Symposium 2024 – Natural language programming of websites to extract company data
Nowadays, scraped data from websites of companies are used for statistical analyses, in particular through natural language processing. For instance, the development of FIRMBACKBONE, https://firmbackbone.nl/, will lead to the availability of scraped data from websites of Dutch companies.
The aim of this mini symposium is to address and discuss core questions for using NLP for firm data. The end product is a collectively written paper by participants in preparation for Organizational Research Methods (ORM) aimed to fit this call for papers.
- Can we create reliable firm data using NLP methods for research and official statistics?
- What are best practices to achieve this?

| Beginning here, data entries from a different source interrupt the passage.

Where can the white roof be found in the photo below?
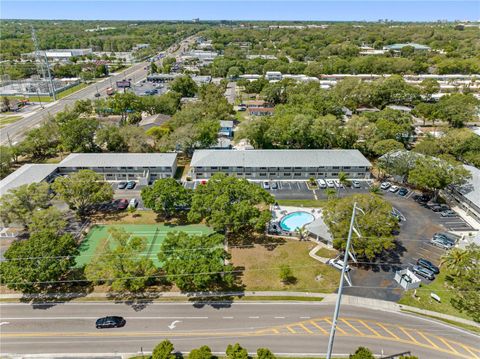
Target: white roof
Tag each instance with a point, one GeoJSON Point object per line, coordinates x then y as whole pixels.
{"type": "Point", "coordinates": [27, 174]}
{"type": "Point", "coordinates": [278, 158]}
{"type": "Point", "coordinates": [119, 160]}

- What are caveats in creating datasets?
- How are other researchers dealing with these challenges?
- From company websites to business research: Beyond words by Josep Demènech – Universitat Politecnica de Valencia Download Presentation
- A look at the textual analysis pipeline for company data: from the sample extraction to the model calibration by Paolo Mustica – Università degli Studi di Messina Download Presentation
- Abstract:The analysis of unstructured texts has gained importance in Economics in the last few years. Indeed, institutions and researchers are increasingly interested in non-financial data. For example, since 2017 the Non-Financial Reporting Directive has provided a uniform regulatory framework for non-financial information of large listed companies in the European Union. Since we are talking about unstructured data, it becomes important to standardize the procedures for extracting information from the text. This presentation will focus on the non-financial reports of companies included in the Italian market index (FTSE MIB) to discuss the various steps of the textual analysis pipeline, from the extraction of the sample on which the classification model will be tested to the calibration of the model.

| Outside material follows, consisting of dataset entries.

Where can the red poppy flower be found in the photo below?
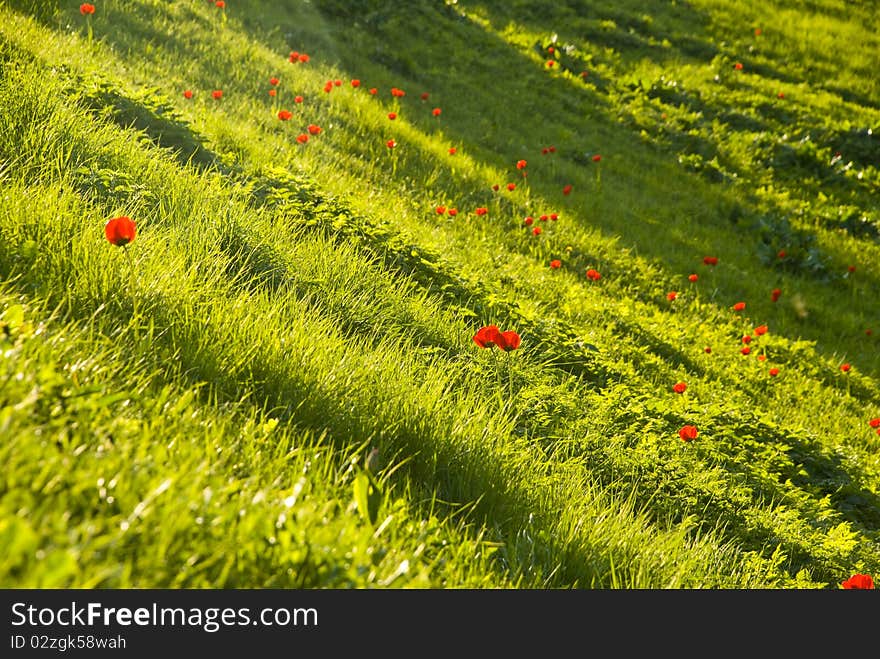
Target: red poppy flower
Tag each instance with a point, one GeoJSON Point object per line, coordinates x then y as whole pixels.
{"type": "Point", "coordinates": [859, 582]}
{"type": "Point", "coordinates": [120, 230]}
{"type": "Point", "coordinates": [688, 433]}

- Exploring Corporate Digital Footprints: NLP Insights from WebSweep’s High-Speed Web Scraping by Javier Garcia Bernardo and Peter Gerbrands – Utrecht University View Presentation
- Abstract:FIRMBACKBONE’s effort to provide longitudinal information on Dutch companies for scientific research and education includes scraping corporate websites. For this purpose we have developed WebSweep, a state-of-the-art web scraping library to scrape (corporate) websites. It enables scraping websites at a large scale and pre-processes the retrieved data to avoid excess storage requirements and to support FIRMBACKBONE’s corporate identification strategy. We present comprehensive information on the performance of WebSweep, in terms of speed and quality of the results, by linking the scraped data to diverse third party sources. Finally, we highlight and present preliminary results on some potential applications.

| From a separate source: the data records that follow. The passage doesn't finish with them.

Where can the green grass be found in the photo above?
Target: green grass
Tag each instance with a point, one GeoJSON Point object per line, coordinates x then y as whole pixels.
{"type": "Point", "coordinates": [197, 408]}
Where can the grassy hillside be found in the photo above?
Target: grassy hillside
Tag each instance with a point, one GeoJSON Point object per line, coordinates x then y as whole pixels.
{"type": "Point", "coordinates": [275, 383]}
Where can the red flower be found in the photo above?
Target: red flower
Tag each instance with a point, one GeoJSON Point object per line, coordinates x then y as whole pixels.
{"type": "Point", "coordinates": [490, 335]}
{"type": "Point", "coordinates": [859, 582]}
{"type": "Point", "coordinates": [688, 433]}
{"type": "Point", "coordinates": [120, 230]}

- Company-level indicators from online data sources by Patrick Breithaupt – Leibniz Centre for European Economic Research [Presentation NA]
- Abstract:Today, a large share of companies has a publicly accessible website that may contain valuable information. Since 2018, this data source has been exploited through the creation of the Mannheim Web Panel (MWP). I provide an overview of the MWP that contains data on around one million companies in Germany. The scraped data are linked to the Mannheim Enterprise Panel (MUP) that comprises all economically active companies in Germany and provides company-level information, such as the number of employees and location. However, the website data only form a part of our company-level data sets from the internet: Other data sources include online platforms, such as Facebook, Kununu and XING. Here, I rely again on web scraping, but also on co-operations with established companies. As examples of company-level data from online data sources, I give a brief overview of indicators based on natural language processing and machine learning methods. These include economic indicators, such as, the innovative capacity of companies, expenditures for on-the-job training and the company-level degree of digitalisation. Drawing on experience in this field, I shed light on the prerequisites, hurdles, best practices and some limitations that are affiliated with the collection and processing of web data as well as the creation of web-based company indicators.